Here is the MS-DPD tf-idf word vector for evaṁ me sutaṁ. You can see that the word le (EN: the) occurs at the end of the vector with a small, insignificant number:

entendu:0.075,moi:0.050,je:0.036,ma:0.025,mes:0.025,
même:0.025,c_est:0.025,comme:0.025, ceci:0.025,du:0.024,
la:0.024,lettre:0.021,(gram):0.020,à:0.015,(mesure):0.013,
√mā:0.013,1ère:0.013,31ème:0.013,apprentissage:0.013,
appris:0.013,connaissance:0.013,fille:0.013,fils:0.013,
lune:0.013,m:0.013,nasale:0.013,oui:0.013,part:0.013,
pluriel:0.013,quelque:0.013,terminaison:0.013,verbale:0.013,
vrai:0.012,depuis:0.012,consonne:0.012,tel:0.012,
(objet):0.012,correct:0.012,par:0.012,ainsi:0.012,
chose:0.012,quand:0.012,manière:0.012,présent:0.012,
pour:0.012,que:0.012,alphabet:0.012,moi-même:0.012,qui:0.011,
(gramme):0.011,ce:0.010,personne:0.010,de:0.007,est:0.005,
le:0.005

This is a rather large word vector, but oddly enough, we can see that the most important element of the word vector is entendu and the second most important element is moi. And overall, we can see that this rather large word vector is comparable to donc j'ai entendu, which is one FR translation of so i have heard, which is the EN translation of evaṁ me sutaṁ.

Aligning legacy suttas

Dictionary-based word embeddings (DBWE) allow us to compare the meanings of blocks of text reliably and predictably.
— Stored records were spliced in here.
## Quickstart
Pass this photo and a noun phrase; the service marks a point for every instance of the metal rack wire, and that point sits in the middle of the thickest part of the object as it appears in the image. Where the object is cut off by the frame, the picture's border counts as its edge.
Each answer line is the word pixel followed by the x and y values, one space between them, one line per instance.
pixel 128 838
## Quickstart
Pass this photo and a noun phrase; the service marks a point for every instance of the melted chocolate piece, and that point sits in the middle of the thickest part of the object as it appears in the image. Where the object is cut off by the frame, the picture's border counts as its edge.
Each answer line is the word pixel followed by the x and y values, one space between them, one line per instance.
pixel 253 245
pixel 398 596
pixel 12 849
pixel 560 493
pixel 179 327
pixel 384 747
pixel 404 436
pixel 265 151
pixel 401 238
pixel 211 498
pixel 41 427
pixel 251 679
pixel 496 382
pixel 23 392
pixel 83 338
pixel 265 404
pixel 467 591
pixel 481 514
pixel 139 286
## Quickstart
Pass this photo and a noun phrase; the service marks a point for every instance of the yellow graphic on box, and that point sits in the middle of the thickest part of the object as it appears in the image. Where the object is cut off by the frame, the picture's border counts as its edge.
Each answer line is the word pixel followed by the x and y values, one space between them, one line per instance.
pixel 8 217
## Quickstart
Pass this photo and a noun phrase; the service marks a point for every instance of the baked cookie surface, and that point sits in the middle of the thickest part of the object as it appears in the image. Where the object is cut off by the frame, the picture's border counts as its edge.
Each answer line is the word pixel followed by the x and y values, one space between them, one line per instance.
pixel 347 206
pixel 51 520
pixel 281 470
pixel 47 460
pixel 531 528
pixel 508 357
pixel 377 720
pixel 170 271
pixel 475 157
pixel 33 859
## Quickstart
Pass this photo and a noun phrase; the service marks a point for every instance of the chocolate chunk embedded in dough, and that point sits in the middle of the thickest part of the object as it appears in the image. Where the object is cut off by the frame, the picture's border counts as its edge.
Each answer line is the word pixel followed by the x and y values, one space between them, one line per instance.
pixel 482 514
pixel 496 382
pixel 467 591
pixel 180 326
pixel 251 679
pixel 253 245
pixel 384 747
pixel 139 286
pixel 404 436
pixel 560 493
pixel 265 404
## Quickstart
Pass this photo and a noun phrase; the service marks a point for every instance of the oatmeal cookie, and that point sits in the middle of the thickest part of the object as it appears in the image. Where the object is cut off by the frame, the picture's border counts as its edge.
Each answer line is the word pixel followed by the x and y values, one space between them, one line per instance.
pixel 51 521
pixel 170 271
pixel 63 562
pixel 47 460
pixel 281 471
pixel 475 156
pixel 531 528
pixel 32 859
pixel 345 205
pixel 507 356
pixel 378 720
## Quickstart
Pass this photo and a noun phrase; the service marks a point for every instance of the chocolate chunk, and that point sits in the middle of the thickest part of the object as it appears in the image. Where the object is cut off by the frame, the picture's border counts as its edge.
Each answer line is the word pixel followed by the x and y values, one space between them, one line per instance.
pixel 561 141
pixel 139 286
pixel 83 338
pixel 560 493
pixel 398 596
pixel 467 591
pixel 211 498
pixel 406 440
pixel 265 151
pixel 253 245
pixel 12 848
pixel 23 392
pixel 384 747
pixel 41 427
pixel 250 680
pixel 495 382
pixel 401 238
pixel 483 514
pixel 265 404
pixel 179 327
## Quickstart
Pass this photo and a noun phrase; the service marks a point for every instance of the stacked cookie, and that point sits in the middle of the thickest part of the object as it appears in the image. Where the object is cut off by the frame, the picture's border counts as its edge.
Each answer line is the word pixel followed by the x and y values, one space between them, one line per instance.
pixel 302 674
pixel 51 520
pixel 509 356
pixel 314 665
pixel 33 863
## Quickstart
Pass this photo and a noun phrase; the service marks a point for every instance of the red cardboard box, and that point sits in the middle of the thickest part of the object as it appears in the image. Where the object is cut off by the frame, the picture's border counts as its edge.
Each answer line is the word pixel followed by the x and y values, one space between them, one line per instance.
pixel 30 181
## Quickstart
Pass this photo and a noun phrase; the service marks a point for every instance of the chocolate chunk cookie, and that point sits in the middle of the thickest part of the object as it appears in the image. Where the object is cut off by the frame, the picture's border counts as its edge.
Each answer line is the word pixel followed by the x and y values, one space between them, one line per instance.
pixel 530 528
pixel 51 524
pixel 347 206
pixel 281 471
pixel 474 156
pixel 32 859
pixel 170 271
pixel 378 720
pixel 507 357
Since the DPD is a Pali dictionary, we can used DBWEs to align legacy sutta translations in any MS-DPD language to the SuttaCentral segment numbering:

MN8:1.1: Evaṁ me sutaṁ—
MN8:1.1: So I have heard.

Using DBWEs, we can match up the following text from Môhan Wijayaratna.
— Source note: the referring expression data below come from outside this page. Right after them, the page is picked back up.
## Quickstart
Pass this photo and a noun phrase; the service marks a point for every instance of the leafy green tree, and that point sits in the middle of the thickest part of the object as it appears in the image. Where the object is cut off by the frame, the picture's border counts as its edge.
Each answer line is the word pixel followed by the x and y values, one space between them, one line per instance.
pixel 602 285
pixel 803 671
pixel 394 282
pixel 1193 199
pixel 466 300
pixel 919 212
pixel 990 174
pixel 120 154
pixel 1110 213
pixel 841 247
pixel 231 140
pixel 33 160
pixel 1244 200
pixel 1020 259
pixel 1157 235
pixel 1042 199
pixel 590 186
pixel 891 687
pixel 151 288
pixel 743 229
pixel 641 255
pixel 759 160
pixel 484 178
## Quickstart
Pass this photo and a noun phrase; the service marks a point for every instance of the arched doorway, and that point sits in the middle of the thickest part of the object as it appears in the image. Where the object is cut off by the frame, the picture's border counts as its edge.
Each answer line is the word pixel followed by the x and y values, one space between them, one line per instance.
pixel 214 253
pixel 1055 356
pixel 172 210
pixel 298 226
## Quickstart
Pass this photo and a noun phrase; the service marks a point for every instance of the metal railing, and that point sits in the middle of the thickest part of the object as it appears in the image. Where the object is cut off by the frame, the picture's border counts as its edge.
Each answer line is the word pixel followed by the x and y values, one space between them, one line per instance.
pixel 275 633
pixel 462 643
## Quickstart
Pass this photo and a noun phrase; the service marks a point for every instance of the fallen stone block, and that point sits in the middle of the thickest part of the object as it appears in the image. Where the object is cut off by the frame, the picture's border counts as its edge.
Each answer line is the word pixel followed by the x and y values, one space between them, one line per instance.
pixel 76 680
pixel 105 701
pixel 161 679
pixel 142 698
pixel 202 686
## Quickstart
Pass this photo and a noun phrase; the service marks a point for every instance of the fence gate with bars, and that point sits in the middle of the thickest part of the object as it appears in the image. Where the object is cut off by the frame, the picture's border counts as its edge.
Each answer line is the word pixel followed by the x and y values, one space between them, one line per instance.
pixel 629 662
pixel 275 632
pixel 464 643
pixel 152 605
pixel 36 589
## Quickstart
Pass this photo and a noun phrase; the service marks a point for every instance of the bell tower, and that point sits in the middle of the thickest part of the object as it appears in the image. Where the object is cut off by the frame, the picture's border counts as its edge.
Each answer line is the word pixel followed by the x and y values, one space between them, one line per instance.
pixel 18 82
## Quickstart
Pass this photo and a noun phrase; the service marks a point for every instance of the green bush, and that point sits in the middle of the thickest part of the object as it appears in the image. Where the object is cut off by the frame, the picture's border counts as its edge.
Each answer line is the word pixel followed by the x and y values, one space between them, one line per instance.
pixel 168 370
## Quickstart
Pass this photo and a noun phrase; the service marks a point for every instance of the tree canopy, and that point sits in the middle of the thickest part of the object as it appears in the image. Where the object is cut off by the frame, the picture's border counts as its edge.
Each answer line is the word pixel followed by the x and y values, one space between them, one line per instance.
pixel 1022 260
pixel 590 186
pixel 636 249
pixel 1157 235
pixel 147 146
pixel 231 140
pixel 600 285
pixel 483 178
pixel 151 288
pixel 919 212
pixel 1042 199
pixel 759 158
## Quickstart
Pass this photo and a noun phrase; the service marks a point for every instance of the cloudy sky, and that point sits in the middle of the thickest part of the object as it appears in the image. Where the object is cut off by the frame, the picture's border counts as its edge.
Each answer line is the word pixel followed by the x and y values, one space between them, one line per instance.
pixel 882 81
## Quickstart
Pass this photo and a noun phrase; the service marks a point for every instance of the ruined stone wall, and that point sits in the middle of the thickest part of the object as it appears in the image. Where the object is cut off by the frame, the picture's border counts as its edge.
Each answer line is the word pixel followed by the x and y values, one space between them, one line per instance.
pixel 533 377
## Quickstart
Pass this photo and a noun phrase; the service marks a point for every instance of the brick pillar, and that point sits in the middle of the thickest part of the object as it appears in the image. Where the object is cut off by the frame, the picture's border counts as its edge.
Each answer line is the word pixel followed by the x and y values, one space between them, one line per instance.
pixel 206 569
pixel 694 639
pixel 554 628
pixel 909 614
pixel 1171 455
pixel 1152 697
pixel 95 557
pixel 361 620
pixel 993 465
Ainsi ai-je entendu: une fois le Bienheureux séjournait dans le parc d’Anāthapiṇḍika, au bois de Jeta, près de la ville de Sāvatthi.

We can match it up with MN8:1.1 because that segment has the highest matching score based on DBWEs. The neighboring segments return lower scores:

  mn8:1.1: 0.16320343700431444, // this is the one!
  mn8:1.2: 0.13922716083775374,
  mn8:2.1: 0.12486307791576028,

This match is remarkable, because the larger legacy translation is so different than the Pali segment. Furthermore, the legacy translation has 69 lines, which need to be aligned to 179 segments. But with DBWE-matching, we can construct a consistent, practical and effective alignment.